Składy orzekające muszą też zapewnić obwinionemu koledze prawo do rzetelnego procesu i nie mogą ferować wyroku przed pójściem na naradę. Takie przesłanie płynie z orzeczenia, jakie zapadało w piątek w Sądzie Najwyższym.
Sprawa dotyczyła lekarza z województwa świętokrzyskiego. Kardiolog w 2009 r. zalecił pacjentce nie takie badania, jakich wymagał jej stan zdrowia. Choroba nie została więc wykryta. Kobieta zmarła.
Rodzina wniosła skargę na kardiologa do kieleckiej izby lekarskiej. Okręgowy Sąd Lekarski w Kielcach uznał kardiologa za winnego i ukarał go naganą.

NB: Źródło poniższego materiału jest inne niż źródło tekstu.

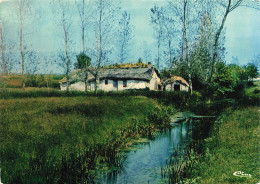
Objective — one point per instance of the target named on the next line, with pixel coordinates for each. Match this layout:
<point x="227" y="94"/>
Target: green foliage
<point x="223" y="80"/>
<point x="251" y="71"/>
<point x="83" y="61"/>
<point x="69" y="139"/>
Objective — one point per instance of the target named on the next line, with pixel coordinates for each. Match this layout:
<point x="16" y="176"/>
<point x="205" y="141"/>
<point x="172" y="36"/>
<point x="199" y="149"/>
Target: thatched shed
<point x="175" y="83"/>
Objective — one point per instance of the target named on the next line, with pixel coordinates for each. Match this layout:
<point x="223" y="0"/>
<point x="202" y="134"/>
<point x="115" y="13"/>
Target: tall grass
<point x="69" y="139"/>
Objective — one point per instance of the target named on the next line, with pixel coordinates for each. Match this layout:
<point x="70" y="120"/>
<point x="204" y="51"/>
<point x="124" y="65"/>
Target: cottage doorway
<point x="115" y="84"/>
<point x="177" y="87"/>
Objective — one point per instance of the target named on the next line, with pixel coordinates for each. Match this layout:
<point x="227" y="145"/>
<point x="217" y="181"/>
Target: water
<point x="144" y="164"/>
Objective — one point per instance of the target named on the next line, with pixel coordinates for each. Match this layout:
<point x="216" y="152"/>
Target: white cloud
<point x="2" y="1"/>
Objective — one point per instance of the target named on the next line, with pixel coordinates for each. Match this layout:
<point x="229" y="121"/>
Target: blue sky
<point x="242" y="30"/>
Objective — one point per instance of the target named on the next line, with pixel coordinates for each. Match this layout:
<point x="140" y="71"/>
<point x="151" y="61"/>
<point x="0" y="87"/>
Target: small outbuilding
<point x="175" y="83"/>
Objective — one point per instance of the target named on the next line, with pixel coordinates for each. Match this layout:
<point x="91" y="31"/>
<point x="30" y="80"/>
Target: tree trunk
<point x="100" y="46"/>
<point x="83" y="27"/>
<point x="216" y="41"/>
<point x="67" y="58"/>
<point x="3" y="49"/>
<point x="21" y="48"/>
<point x="186" y="44"/>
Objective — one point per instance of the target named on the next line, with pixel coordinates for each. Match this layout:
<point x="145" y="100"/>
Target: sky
<point x="242" y="30"/>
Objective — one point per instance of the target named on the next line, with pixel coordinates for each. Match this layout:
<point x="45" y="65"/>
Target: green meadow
<point x="68" y="139"/>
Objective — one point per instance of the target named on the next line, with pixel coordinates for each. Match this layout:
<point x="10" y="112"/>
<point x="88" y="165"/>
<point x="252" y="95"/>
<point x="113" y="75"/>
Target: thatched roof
<point x="175" y="79"/>
<point x="135" y="73"/>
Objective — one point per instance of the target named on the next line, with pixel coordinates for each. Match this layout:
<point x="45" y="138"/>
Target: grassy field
<point x="65" y="139"/>
<point x="234" y="148"/>
<point x="233" y="144"/>
<point x="31" y="80"/>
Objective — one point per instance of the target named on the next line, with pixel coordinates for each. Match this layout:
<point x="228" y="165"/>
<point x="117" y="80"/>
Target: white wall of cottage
<point x="130" y="84"/>
<point x="170" y="87"/>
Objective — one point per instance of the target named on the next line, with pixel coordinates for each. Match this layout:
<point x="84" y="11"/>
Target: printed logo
<point x="242" y="174"/>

Obwiniony odwołał się od orzeczenia sądu pierwszej instancji do Naczelnego Sądu Lekarskiego. Ten w grudniu 2013 r. podtrzymał stanowisko sądu z Kielc. Kardiolog wniósł więc kasację do SN, zgodnie z ustawą o izbach lekarskich. Podczas piątkowej rozprawy przed SN pełnomocnik kardiologa podnosił, że ten musiał wnieść kasację, gdyż został pozbawiony prawa do rzetelnego i obiektywnego procesu.

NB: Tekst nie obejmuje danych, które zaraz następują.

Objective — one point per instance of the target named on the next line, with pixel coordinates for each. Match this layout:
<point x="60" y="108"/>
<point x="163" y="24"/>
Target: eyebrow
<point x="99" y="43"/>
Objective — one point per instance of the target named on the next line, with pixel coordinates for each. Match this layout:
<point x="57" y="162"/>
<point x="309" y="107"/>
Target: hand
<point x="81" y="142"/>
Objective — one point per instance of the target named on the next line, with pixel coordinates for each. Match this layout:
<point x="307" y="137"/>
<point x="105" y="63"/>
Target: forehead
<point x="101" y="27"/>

Pięcioosobowy skład orzekający NSA miał nie dopuścić w trakcie rozprawy wniosku kardiologa o dopuszczenie dowodu z opinii innych lekarzy niż ci, którzy jako eksperci oceniali przypadek pacjentki. Poza tym – jak mówił obrońca – przewodniczący składu orzekającego oświadczył, że kardiolog jest winny, zanim udał się z pozostałymi lekarzami na naradę poprzedzającą wydanie orzeczenia.